A Crise Silenciosa: Como a Estagnação de 60% dos/as Trabalhadores/as Alimenta uma Rotação de Quadros Financeiramente Devastadora
A elevada taxa de mobilidade no seio do Estado deixou de ser um mero ajuste estatístico para se fixar como um dos sintomas mais graves da erosão da máquina pública. Uma investigação aprofundada aos indicadores de recursos humanos revela que 60% dos/as trabalhadores/as de uma certa entidade pública consideram não ter possibilidades de evoluir profissionalmente no local onde exercem funções, ou manifestam profundas dúvidas quanto à concretização dessa hipótese. Este bloqueio na progressão surge como o maior fator de desmotivação a longo prazo, transformando aquele serviço público numa plataforma de passagem e gerando um impacto financeiro oculto que penaliza diretamente o erário público.

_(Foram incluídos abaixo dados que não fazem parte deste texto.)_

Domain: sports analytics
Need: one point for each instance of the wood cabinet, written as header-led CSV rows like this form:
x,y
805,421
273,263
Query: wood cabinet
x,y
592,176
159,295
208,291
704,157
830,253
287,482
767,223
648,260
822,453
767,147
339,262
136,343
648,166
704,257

O Impacto Financeiro da Rotação: A Fatura Oculta do Êxodo Humano
A ideia de que a saída de um/a trabalhador/a não acarreta custos sobretudo quando apenas se transfere, por mobilidade, para outra estrutura do Estado que continua a ser o “empregador único” é um mito de gestão. A perda constante de quadros qualificados gera custos financeiros diretos e indiretos que afetam a eficiência orçamental:
- Custos de Recrutamento e Seleção: Cada concurso público aberto para preencher vagas abertas por mobilidade ou rescisão exige meses de tramitação, publicação em Diário da República e horas de trabalho de júris qualificados, traduzindo-se em milhares de euros desperdiçados em burocracia.
- A “Curva de Aprendizagem” Dispendiosa: Durante os primeiros 6 meses, o novo funcionário produz menos do que o esperado enquanto absorve o know-how da organização.
- Perda de Capital Intelectual: Quando um técnico experiente sai devido à estagnação, a entidade perde conhecimento especializado acumulado.
Composição dos Custos Ocultos
- Perda de Produtividade: Serviços que deixam de ser prestados ou que avançam com erros devido à ausência de especialização técnica.
- Sobrecarga Extra: Custo das horas extraordinárias pagas a outros/as trabalhadores/as ou desgaste (baixas médicas) por acumulação de tarefas.
- Processo de Recrutamento: Horas de trabalho do júri do concurso, publicações em Diário da República e plataformas de seleção.
- Integração & Formação: Custo do tempo que a equipa perde a dar formação básica ao substituto/a durante os primeiros meses.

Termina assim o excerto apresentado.